Insgesamt 16.603 Mal musste die Berufsfeuerwehr im Jahr 2012 ausrücken. 425 Einsätze dienten der Brandbekämpfung und 1.490 Mal mussten Rettungseinsätze gefahren werden. Hinzu kommen 14.688 Fahrten mit dem Krankenwagen für den Notdienst und den Krankentransport.
Die Zahl der Krankwagenfahrten bei Notfällen ist in den vergangenen 25 Jahren kontinuierlich angestiegen und lag 2012 bei 12.488. Insbesondere tagsüber mangele es in manchen Regionen Luxemburgs an Personal bei den freiwilligen Rettungsdiensten, weil das Ehrenamt in den vergangenen Jahren stark abgenommen hat, erklärte der Kommandant der Berufsfeuerwehr, Erny Kirsch.
Keine angemessene Entschädigung
Die meisten Rettungseinsätze innerhalb der Hauptstadt werden in den dicht besiedelten Stadtvierteln Centre, Gare und Bonneweg gefahren. Immer häufiger müsse die Berufsfeuerwehr aber auch in anderen Gemeinden zur Hand gehen. Vor allem in den Gemeinden Hesperingen, Strassen und Niederanven müssen seine Leute des Öfteren aushelfen, wie aus dem Jahresbericht hervorgeht.
In diesem Zusammenhang bedauerte Schöffin Simone Beissel, dass das Innenministerium der Stadt Luxemburg keine angemessene Entschädigung für die vielen Einsätze in anderen Gemeinden gewähre. Zusätzlich sollen der Hauptstadt im Zuge der Gemeindefinanzreform noch weitere Einnahmen gestrichen werden, was der Schöffenrat aber auf keinen Fall zulassen werde, betonte Beissel.
Angst vor weniger Einfluß
Der Vorentwurf für den Bau der neuen Feuerwehrkaserne am Kreisverkehr Gluck werde im Herbst in Prozedur gehen, kündigte die Schöffin an. Sorgen bereite dem Schöffenrat die Bildung eines «Etablissement public» als Träger des Rettungsdienstes im Rahmen der angekündigten Reform. Das hieße, dass diese öffentlich-rechtliche Anstalt bis 2017/2018 Besitzer aller Kasernen und Fahrzeuge sein müsse, so Beissel.
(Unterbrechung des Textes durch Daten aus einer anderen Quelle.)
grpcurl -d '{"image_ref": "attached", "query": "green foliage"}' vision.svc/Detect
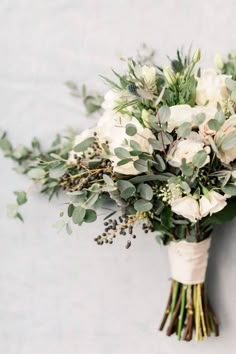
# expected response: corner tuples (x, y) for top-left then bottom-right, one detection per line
(14, 191), (27, 205)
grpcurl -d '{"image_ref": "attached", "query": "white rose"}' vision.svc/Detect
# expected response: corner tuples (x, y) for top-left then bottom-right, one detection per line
(199, 190), (227, 217)
(168, 132), (210, 166)
(68, 128), (96, 164)
(102, 90), (121, 110)
(167, 104), (197, 132)
(196, 69), (230, 107)
(195, 106), (217, 144)
(135, 65), (156, 92)
(111, 129), (155, 175)
(171, 196), (201, 222)
(96, 110), (133, 152)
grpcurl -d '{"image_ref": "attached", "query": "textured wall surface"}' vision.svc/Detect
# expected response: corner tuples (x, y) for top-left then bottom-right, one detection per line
(0, 0), (236, 354)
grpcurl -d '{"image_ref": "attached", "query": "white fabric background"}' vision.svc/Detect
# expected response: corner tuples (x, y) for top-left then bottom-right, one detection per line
(0, 0), (236, 354)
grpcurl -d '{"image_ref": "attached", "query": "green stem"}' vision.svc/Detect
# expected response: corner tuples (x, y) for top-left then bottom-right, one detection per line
(170, 281), (179, 314)
(178, 285), (187, 340)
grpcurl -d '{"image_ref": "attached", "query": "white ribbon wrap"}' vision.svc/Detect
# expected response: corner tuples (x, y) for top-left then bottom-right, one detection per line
(168, 237), (211, 285)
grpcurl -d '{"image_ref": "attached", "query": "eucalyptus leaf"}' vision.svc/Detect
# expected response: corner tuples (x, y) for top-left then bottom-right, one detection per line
(102, 174), (114, 187)
(148, 138), (163, 151)
(117, 180), (136, 200)
(134, 159), (148, 172)
(114, 147), (130, 160)
(193, 113), (206, 126)
(67, 203), (75, 218)
(14, 191), (27, 205)
(28, 167), (46, 179)
(221, 134), (236, 151)
(74, 137), (95, 152)
(125, 123), (137, 136)
(82, 193), (99, 209)
(72, 206), (86, 225)
(176, 122), (192, 138)
(192, 150), (208, 168)
(137, 183), (153, 200)
(117, 158), (133, 166)
(222, 183), (236, 196)
(130, 172), (174, 184)
(84, 209), (97, 223)
(158, 106), (171, 123)
(49, 166), (66, 179)
(134, 199), (152, 212)
(157, 132), (173, 145)
(129, 140), (142, 151)
(207, 119), (221, 131)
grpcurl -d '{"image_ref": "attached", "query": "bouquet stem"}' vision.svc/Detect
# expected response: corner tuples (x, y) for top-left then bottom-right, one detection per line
(159, 280), (219, 341)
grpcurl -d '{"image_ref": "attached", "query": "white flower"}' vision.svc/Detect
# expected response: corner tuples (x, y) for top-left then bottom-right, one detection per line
(168, 132), (210, 166)
(102, 90), (121, 110)
(171, 196), (201, 222)
(167, 104), (197, 132)
(68, 128), (96, 164)
(195, 106), (217, 144)
(111, 128), (155, 175)
(215, 114), (236, 164)
(196, 69), (230, 107)
(199, 190), (227, 217)
(135, 65), (156, 92)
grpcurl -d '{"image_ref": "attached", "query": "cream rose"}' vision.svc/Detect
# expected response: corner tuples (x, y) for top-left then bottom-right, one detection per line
(196, 69), (230, 107)
(215, 115), (236, 164)
(68, 128), (95, 164)
(167, 104), (197, 132)
(135, 65), (156, 92)
(199, 190), (227, 218)
(111, 129), (155, 175)
(168, 132), (210, 166)
(171, 196), (201, 222)
(195, 106), (217, 144)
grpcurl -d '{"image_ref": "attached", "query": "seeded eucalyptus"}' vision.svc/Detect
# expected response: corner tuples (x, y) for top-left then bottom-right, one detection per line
(0, 49), (236, 341)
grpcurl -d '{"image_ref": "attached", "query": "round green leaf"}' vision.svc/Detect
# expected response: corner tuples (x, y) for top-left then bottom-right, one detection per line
(134, 199), (152, 212)
(125, 123), (137, 136)
(84, 209), (97, 223)
(72, 206), (86, 225)
(138, 183), (153, 200)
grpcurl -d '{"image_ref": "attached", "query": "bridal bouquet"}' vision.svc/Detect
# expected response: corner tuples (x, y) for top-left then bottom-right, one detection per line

Geplant sei, dass der Staat die Hälfte der 240 Millionen Euro Gesamtkosten für den Bau der Kaserne beisteuere, die andere Hälfte solle die Stadt Luxemburg vorstrecken.
Die Hauptstädter befürchten aber nun, dass sie viel Geld in den Bau der Kaserne investieren und der Staat ihnen das Gebäude dann nach der Reform in drei Jahren wegnimmt. Dies wolle man auf keinen Fall zulassen, erklärte Simone Beissel. Neben dem Verlust der Infrastruktur befürchtet die Stadt Luxemburg auch, den Einfluss auf die Organisation der Feuerwehr und der Rettungsdienste auf dem Gebiet der Hauptstadt zu verlieren. Die neue Kaserne werde dringend gebraucht, doch die Frage der Finanzierung müsse mit dem Staat geklärt werden und die Planungssicherheit müsse gewährleistet bleiben, so Beissel.
Hohe Personalkosten
Ansonsten ist die Berufsfeuerwehr personell recht gut aufgestellt. 186 Beschäftigte führen den Dienst aus, 30 davon sind «agents-pompiers stagiaires», die ein hartes Training im Rahmen der 28-monatigen Ausbildung absolvieren müssen. Die Ausgaben der Berufsfeuerwehr lagen im vergangenen Jahr bei rund 17,4 Millionen Euro, davon wurden 16,4 Millionen für Personalkosten ausgegeben.
Bei den Brandeinsätzen waren Zimmerbrände am häufigsten (64), gefolgt von brennenden Mülltonnen (42), Autobränden (38), Feuer in Arbeitsräumen (34) und in Brand geratenen elektrische Geräte (33). Die Rettungsdienste mussten am häufigsten bei Verkehrsunfällen (351 Mal) ausrücken. Weitere wichtige Aufgaben waren das Öffnen von Türen (187) und Wasserschäden (120).